Monet’s “Waterlilies” from 1906 was painted at his home in Giverny, France. Up close, the painting is a riot of color in lavenders and blues and yellows. Only when you step back does the lily pond became apparent.
It’s breathtaking and so serene.
It’s no surprise that Monet employed a gardener specifically to tend to his lily pond.
The third work by Monet is “Charing Cross Bridge,” a very subtle painting with only the slightest hint of the bridge in London, with the Houses of Parliament beyond.
The sisters bought a piece Van Gogh painted only two weeks before his suicide in 1890. “Rain-Auvers” depicts a rain-swept field.
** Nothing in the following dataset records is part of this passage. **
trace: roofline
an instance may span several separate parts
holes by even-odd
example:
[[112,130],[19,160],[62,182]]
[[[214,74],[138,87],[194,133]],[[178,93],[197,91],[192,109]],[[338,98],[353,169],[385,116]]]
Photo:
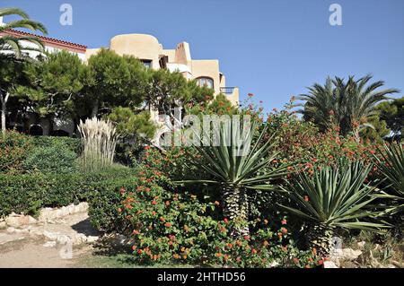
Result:
[[76,53],[85,53],[87,46],[72,43],[66,40],[61,40],[54,38],[48,38],[45,36],[40,36],[26,31],[21,31],[13,29],[5,30],[3,31],[4,34],[8,34],[14,37],[37,37],[40,39],[45,46],[53,47],[57,48],[68,49]]

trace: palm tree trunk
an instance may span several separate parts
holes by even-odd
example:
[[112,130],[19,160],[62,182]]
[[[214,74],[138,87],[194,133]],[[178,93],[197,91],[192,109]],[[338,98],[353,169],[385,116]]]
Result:
[[232,230],[232,236],[242,237],[249,235],[249,200],[243,188],[227,188],[224,191],[224,216],[235,223]]
[[0,101],[2,103],[2,133],[5,133],[5,115],[7,113],[7,101],[10,94],[7,92],[5,97],[3,98],[3,93],[0,91]]

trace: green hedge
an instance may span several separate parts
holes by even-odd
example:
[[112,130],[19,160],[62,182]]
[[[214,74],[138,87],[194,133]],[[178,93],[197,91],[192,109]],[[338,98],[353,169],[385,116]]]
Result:
[[0,174],[0,217],[11,212],[35,215],[42,207],[58,207],[87,201],[128,180],[133,170],[112,168],[96,174]]
[[34,136],[32,137],[34,147],[52,147],[65,145],[68,150],[74,152],[77,156],[82,152],[82,141],[78,138]]

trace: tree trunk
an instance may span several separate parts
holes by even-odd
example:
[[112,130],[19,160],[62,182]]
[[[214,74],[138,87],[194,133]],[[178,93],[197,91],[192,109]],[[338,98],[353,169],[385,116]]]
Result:
[[249,200],[246,191],[240,187],[227,188],[223,193],[222,201],[224,216],[235,223],[231,235],[249,235]]
[[98,100],[96,100],[94,101],[94,105],[92,106],[92,118],[97,117],[99,108],[100,108],[100,102],[98,101]]
[[2,133],[4,134],[6,130],[5,126],[5,115],[7,113],[7,101],[10,94],[7,92],[5,97],[3,98],[3,93],[0,92],[0,101],[2,103]]

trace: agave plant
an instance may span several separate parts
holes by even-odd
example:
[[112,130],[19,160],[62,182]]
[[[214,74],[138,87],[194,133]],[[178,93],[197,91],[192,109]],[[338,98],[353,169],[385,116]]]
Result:
[[[269,182],[284,176],[287,168],[268,167],[277,152],[272,148],[275,136],[266,142],[263,140],[267,128],[262,130],[251,147],[250,142],[258,126],[242,126],[224,124],[218,133],[219,144],[195,147],[198,156],[189,158],[190,163],[209,174],[209,179],[179,182],[216,185],[222,197],[224,216],[238,225],[232,231],[236,237],[249,233],[246,226],[250,213],[248,190],[274,189]],[[247,128],[247,133],[237,139],[241,128]],[[207,164],[204,163],[206,161]]]
[[360,162],[341,167],[323,167],[311,177],[299,174],[287,184],[287,196],[293,203],[281,208],[306,221],[307,242],[321,255],[332,247],[337,228],[376,230],[380,223],[360,221],[377,216],[382,211],[370,211],[376,186],[365,184],[371,166]]
[[394,210],[400,212],[404,209],[404,150],[400,143],[384,144],[382,160],[376,158],[377,167],[382,172],[390,184],[386,189],[389,197],[399,202],[399,206]]

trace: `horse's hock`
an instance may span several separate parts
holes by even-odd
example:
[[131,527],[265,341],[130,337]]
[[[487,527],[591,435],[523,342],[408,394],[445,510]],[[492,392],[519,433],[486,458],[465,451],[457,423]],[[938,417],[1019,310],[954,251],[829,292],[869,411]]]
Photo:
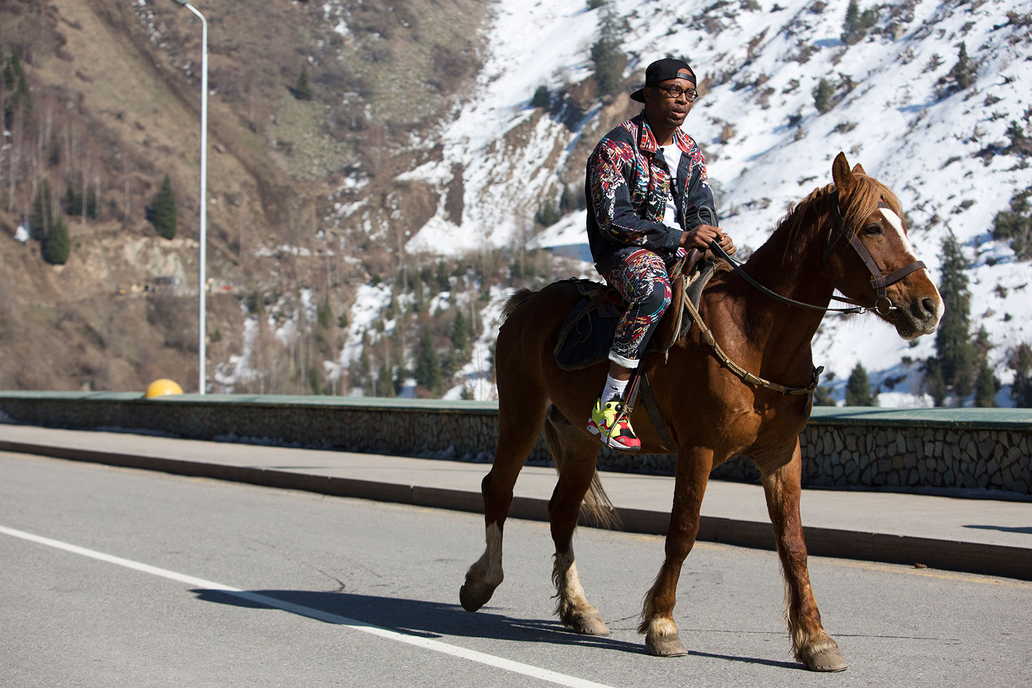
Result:
[[[490,461],[497,404],[301,396],[0,392],[0,422],[147,430],[191,439],[263,441]],[[960,488],[1032,494],[1032,409],[816,407],[801,435],[803,484]],[[548,463],[539,437],[528,459]],[[675,457],[603,449],[602,469],[672,474]],[[713,478],[756,481],[748,459]]]

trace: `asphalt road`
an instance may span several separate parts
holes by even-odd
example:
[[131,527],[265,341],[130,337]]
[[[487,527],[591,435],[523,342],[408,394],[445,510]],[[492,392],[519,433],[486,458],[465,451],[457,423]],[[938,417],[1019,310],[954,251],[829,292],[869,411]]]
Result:
[[690,654],[657,659],[635,628],[662,539],[575,544],[609,636],[552,616],[546,524],[509,521],[506,582],[467,614],[476,515],[0,453],[0,685],[1032,683],[1029,583],[811,558],[851,664],[817,675],[788,656],[773,553],[697,545],[675,616]]

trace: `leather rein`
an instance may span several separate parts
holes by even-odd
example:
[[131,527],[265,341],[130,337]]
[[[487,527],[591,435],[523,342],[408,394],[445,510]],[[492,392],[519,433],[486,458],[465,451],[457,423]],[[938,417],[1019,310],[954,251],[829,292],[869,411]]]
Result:
[[[907,276],[911,272],[925,269],[925,263],[917,260],[910,263],[909,265],[901,267],[895,272],[892,272],[886,275],[881,274],[881,269],[878,267],[877,263],[874,262],[874,258],[871,256],[871,253],[867,250],[864,243],[857,237],[856,233],[850,232],[846,229],[845,222],[842,220],[842,211],[839,208],[838,190],[835,190],[832,200],[833,200],[832,210],[833,210],[833,216],[835,218],[835,233],[828,241],[828,245],[825,247],[825,252],[820,259],[821,265],[823,266],[827,265],[828,256],[831,255],[832,249],[835,247],[835,244],[838,242],[840,238],[845,237],[845,239],[849,242],[849,245],[853,248],[853,250],[860,256],[860,259],[864,262],[864,265],[866,265],[867,269],[870,270],[871,272],[871,287],[874,289],[876,293],[873,310],[876,310],[881,315],[886,315],[891,310],[897,309],[899,306],[893,305],[892,301],[889,299],[886,295],[885,291],[886,288],[890,287],[891,285],[896,284],[897,282]],[[879,202],[878,207],[888,208],[889,205]],[[716,214],[713,211],[713,209],[706,206],[701,208],[699,211],[701,221],[703,211],[706,211],[710,216],[711,222],[708,224],[714,225],[716,223]],[[841,298],[838,296],[832,296],[832,298],[838,301],[845,301],[846,303],[852,303],[854,304],[853,307],[850,308],[830,308],[827,306],[821,307],[819,305],[813,305],[812,303],[804,303],[802,301],[797,301],[795,299],[788,298],[787,296],[781,296],[780,294],[771,291],[767,287],[764,287],[759,282],[753,280],[751,275],[749,275],[745,270],[742,269],[741,266],[743,265],[743,263],[729,256],[728,253],[723,249],[721,249],[720,244],[717,243],[715,240],[710,243],[709,248],[715,255],[728,261],[728,263],[732,266],[732,268],[736,272],[738,272],[738,274],[742,275],[743,280],[745,280],[747,283],[759,289],[767,296],[770,296],[771,298],[780,301],[782,303],[799,306],[801,308],[809,308],[812,310],[825,310],[825,312],[834,312],[842,314],[868,313],[869,310],[872,309],[857,303],[857,301],[852,299]],[[886,304],[883,308],[881,306],[882,302]],[[809,409],[813,405],[813,393],[817,389],[817,384],[820,380],[820,373],[825,369],[823,365],[813,368],[813,378],[811,379],[810,384],[807,385],[806,387],[788,387],[786,385],[780,385],[778,383],[765,380],[759,375],[749,372],[742,366],[738,365],[737,363],[732,361],[727,354],[723,353],[723,350],[720,349],[720,346],[716,342],[716,337],[713,335],[712,330],[706,327],[706,323],[703,322],[702,316],[692,305],[691,301],[686,297],[684,299],[684,306],[691,315],[691,319],[695,321],[696,326],[699,328],[703,340],[710,347],[710,349],[713,350],[713,353],[716,356],[717,360],[723,363],[723,365],[727,366],[728,369],[731,370],[737,378],[739,378],[742,382],[746,384],[765,387],[769,390],[780,392],[784,396],[806,395],[806,411],[804,412],[804,416],[809,415]]]
[[[878,207],[888,208],[889,205],[884,202],[879,202]],[[703,220],[702,216],[704,212],[709,216],[710,222],[708,224],[713,225],[716,223],[716,214],[713,211],[712,208],[706,206],[703,206],[699,210],[700,221]],[[774,292],[768,289],[767,287],[763,286],[759,282],[756,282],[748,272],[742,269],[742,265],[744,265],[744,263],[729,256],[728,253],[723,249],[721,249],[720,245],[715,240],[710,242],[709,248],[710,251],[712,251],[715,255],[728,261],[728,264],[731,265],[732,269],[734,269],[735,272],[740,274],[743,280],[745,280],[747,283],[755,287],[762,293],[766,294],[767,296],[773,298],[776,301],[780,301],[781,303],[787,303],[788,305],[794,305],[800,308],[807,308],[809,310],[824,310],[826,313],[841,313],[841,314],[863,314],[863,313],[869,313],[870,310],[875,310],[881,314],[882,316],[885,316],[890,312],[896,310],[899,306],[893,305],[893,302],[889,299],[886,289],[890,286],[895,285],[897,282],[903,280],[911,272],[925,269],[926,267],[925,263],[920,260],[916,260],[908,265],[905,265],[904,267],[901,267],[895,272],[891,272],[890,274],[884,274],[884,275],[881,274],[881,269],[878,267],[878,264],[874,262],[874,258],[871,256],[871,253],[867,250],[867,247],[864,245],[864,242],[861,241],[860,238],[858,238],[854,232],[850,232],[849,230],[846,229],[845,222],[842,220],[842,210],[841,208],[839,208],[839,195],[837,189],[834,192],[832,192],[832,215],[835,218],[835,233],[832,235],[832,238],[828,241],[828,245],[825,247],[825,253],[820,257],[820,264],[823,266],[827,266],[828,256],[831,255],[832,249],[835,248],[835,244],[838,243],[839,239],[844,237],[849,242],[849,245],[852,247],[853,251],[857,252],[857,255],[860,256],[860,259],[864,262],[864,265],[871,273],[871,287],[874,289],[876,294],[873,308],[861,305],[851,298],[834,296],[834,295],[832,296],[833,299],[835,299],[836,301],[843,301],[845,303],[852,303],[853,304],[852,307],[832,308],[829,306],[813,305],[812,303],[805,303],[803,301],[797,301],[796,299],[788,298],[787,296],[782,296],[777,292]]]

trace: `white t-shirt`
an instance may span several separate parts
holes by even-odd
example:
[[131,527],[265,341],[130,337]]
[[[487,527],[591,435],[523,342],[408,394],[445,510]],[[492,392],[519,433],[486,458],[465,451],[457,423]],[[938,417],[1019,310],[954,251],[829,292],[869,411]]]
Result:
[[664,212],[663,224],[668,227],[677,227],[677,206],[674,205],[673,189],[677,178],[677,167],[681,164],[681,149],[677,146],[677,141],[674,141],[670,145],[662,146],[659,155],[667,161],[667,167],[670,168],[672,177],[670,181],[671,192],[667,196],[667,211]]

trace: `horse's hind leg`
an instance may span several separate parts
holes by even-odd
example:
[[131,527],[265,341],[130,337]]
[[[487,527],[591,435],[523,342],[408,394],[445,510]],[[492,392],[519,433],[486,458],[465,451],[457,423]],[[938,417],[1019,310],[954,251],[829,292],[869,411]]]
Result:
[[642,621],[638,632],[645,633],[645,644],[653,655],[677,657],[687,650],[677,635],[674,604],[677,602],[677,581],[681,565],[696,544],[699,534],[699,512],[706,493],[706,484],[713,467],[713,452],[705,448],[681,450],[677,457],[674,478],[674,505],[667,529],[667,557],[652,588],[645,595]]
[[[499,381],[501,382],[501,381]],[[498,444],[494,463],[480,484],[484,495],[484,524],[487,547],[470,566],[465,584],[458,591],[466,612],[476,612],[491,598],[505,578],[502,571],[502,531],[513,500],[513,486],[523,462],[534,449],[545,420],[547,400],[543,391],[521,390],[521,398],[509,403],[509,395],[499,395]]]
[[[761,464],[764,462],[761,461]],[[779,461],[774,461],[777,465]],[[799,439],[792,458],[780,467],[763,470],[767,511],[774,524],[778,556],[785,583],[785,618],[796,659],[814,671],[841,671],[848,667],[838,645],[820,624],[820,611],[810,588],[806,567],[806,542],[799,517],[802,455]]]
[[[562,625],[586,635],[604,635],[609,628],[584,596],[577,564],[574,561],[573,536],[581,511],[581,501],[595,476],[599,441],[574,426],[553,407],[545,422],[545,439],[555,461],[559,481],[548,501],[548,517],[555,543],[552,582],[555,584],[555,614]],[[605,500],[608,503],[608,499]],[[598,504],[598,500],[592,500]]]

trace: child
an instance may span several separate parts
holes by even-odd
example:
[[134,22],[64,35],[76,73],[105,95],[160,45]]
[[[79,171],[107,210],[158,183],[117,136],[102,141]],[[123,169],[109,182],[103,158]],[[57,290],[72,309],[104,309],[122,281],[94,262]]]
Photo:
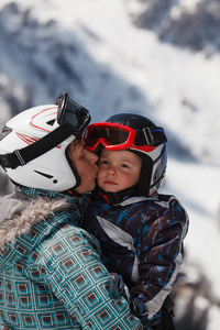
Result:
[[85,141],[100,160],[84,227],[100,241],[109,272],[122,275],[146,329],[174,329],[162,306],[183,263],[188,217],[174,196],[157,194],[167,162],[164,130],[120,113],[89,125]]
[[80,228],[98,172],[81,139],[89,120],[62,94],[0,131],[15,185],[0,199],[0,329],[142,329]]

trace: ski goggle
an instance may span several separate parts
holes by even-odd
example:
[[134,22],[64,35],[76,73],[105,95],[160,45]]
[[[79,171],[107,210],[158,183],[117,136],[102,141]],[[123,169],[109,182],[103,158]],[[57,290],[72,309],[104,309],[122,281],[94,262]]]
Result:
[[110,122],[95,123],[87,127],[84,139],[86,148],[92,152],[96,152],[100,144],[110,151],[135,148],[138,145],[143,145],[143,150],[151,151],[155,145],[166,142],[162,128],[145,128],[135,131]]
[[90,122],[89,111],[79,106],[68,97],[68,92],[62,92],[56,99],[57,122],[59,125],[67,124],[74,130],[74,134],[81,135],[85,128]]

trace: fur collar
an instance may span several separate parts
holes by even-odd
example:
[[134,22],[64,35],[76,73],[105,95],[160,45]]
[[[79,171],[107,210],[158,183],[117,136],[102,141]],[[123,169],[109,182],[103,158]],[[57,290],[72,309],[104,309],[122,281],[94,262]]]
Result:
[[0,223],[0,249],[8,242],[14,243],[16,237],[25,234],[30,231],[31,227],[44,219],[50,213],[62,210],[68,207],[66,199],[43,199],[34,198],[29,201],[23,201],[23,208],[19,206],[19,212],[13,212],[13,217],[6,218]]

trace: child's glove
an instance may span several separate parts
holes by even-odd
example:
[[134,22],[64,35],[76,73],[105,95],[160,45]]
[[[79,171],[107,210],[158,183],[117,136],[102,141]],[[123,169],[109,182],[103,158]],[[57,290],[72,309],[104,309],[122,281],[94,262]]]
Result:
[[139,298],[131,297],[130,309],[131,314],[139,318],[144,326],[148,322],[148,312],[146,306]]
[[125,285],[124,280],[123,280],[123,277],[121,275],[119,275],[118,273],[110,273],[110,276],[113,279],[120,295],[122,297],[124,297],[127,299],[127,301],[129,301],[129,304],[130,304],[131,295],[130,295],[128,286]]
[[123,277],[118,273],[110,273],[111,278],[116,283],[116,286],[122,297],[127,299],[130,305],[131,314],[139,318],[143,324],[148,322],[146,306],[138,298],[133,298],[129,292],[128,286],[125,285]]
It is as beautiful as it is disturbing and sad. It is perhaps impossible to separate the tragedy of Van Gogh’s life from the artistry of his work.
The show’s pieces by Cezanne include two landscapes, “The Francois Zola Dam” and “Provencal Landscape.”
Be sure to take your cell phone with you, and take a free audio tour given by two representatives of the National Museum Wales.